Dear @AppleSupport, we noticed a *HUGE* security issue at MacOS High Sierra. Anyone can login as “root” with empty password after clicking on login button several times. Are you aware of it @Apple?
— Lemi Orhan Ergin (@lemiorhan) November 28, 2017
(initial tweet announcing problem)
Developer Lemi Orhan Ergin first tweeted the issue to @AppleSupport Tuesday, Nov. 28. Essentially, anyone logged into a machine with the latest macOS could go to System Preferences, enter “root” as the user name, leave the password blank, and gain administrative privileges. Even a user logged in as a guest could receive administrative permissions because of the bug.
Apple responded quickly to the tweet and released an update in less than 24 hours. In the time between the initial tweet and the fix, helpful developers gave advice on how to change a root password and disable guest account access.

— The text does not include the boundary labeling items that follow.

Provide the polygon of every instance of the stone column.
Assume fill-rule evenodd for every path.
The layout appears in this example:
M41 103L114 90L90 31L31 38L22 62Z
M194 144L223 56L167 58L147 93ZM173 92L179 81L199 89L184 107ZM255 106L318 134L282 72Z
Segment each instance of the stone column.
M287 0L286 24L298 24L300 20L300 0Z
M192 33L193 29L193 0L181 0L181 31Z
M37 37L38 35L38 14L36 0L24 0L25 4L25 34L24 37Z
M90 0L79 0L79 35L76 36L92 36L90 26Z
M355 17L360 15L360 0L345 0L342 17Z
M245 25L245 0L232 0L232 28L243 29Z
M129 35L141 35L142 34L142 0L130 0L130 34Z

The patch can be found by going to the App Store and clicking on Updates. Many affected users will have seen the notification pop up on their desktop by now. Apple urges users to install the update as soon as possible, and the update will automatically install later today for those who have not yet done so. The update does not require a restart to take effect.

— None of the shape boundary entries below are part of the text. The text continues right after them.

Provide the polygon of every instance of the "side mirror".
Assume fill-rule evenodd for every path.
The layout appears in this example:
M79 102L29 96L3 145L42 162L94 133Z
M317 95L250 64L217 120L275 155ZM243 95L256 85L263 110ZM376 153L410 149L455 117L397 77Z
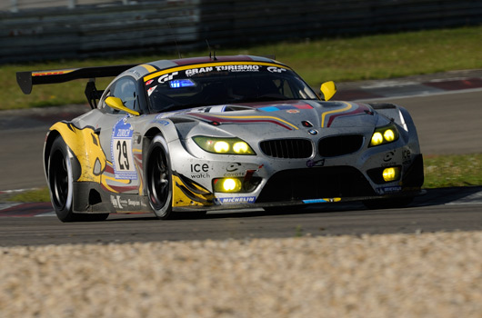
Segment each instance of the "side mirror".
M336 93L336 85L335 85L335 82L333 81L323 83L320 89L326 101L329 101L335 93Z
M129 109L124 105L124 103L122 103L122 99L114 97L114 96L108 96L105 98L105 104L110 108L116 109L118 111L124 111L130 114L135 114L138 116L140 114L138 112L133 111L132 109Z

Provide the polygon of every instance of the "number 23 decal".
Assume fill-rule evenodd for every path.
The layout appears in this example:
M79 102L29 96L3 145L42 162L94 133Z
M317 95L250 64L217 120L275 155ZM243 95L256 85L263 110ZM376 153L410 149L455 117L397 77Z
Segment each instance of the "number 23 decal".
M119 120L112 131L111 151L115 179L137 179L132 154L133 133L131 124L126 123L126 117Z
M130 164L129 155L127 154L127 141L117 141L117 145L115 145L115 148L119 154L117 163L119 164L120 170L129 170Z

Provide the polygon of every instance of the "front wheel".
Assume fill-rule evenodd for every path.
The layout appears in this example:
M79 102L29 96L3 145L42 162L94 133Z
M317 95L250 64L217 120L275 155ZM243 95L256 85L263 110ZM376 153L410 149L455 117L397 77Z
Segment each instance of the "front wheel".
M109 214L75 214L74 205L74 167L68 154L68 147L57 136L52 144L47 165L47 183L52 205L62 222L104 221Z
M372 210L403 208L414 201L412 196L396 199L366 200L363 204Z
M173 218L172 172L167 149L167 144L158 134L147 152L147 195L154 214L162 220Z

Apple was clearly embarrassed by the mistake and issued the following statement to various outlets:
“Security is a top priority for every Apple product, and regrettably we stumbled with this release of macOS.
When our security engineers became aware of the issue Tuesday afternoon, we immediately began working on an update that closes the security hole. This morning, as of 8 a.m., the update is available for download, and starting later today it will be automatically installed on all systems running the latest version (10.13.1) of macOS High Sierra.
We greatly regret this error and we apologize to all Mac users, both for releasing with this vulnerability and for the concern it has caused. Our customers deserve better. We are auditing our development processes to help prevent this from happening again.”
The incident showed the balancing act required of all computer users. Software updates fix vulnerabilities, but can also create new bugs. Still, most experts recommend installing software updates as soon as they become available. And, on that note, if you haven’t installed the patch for High Sierra 10.13.1 yet, this would be a good time to do so.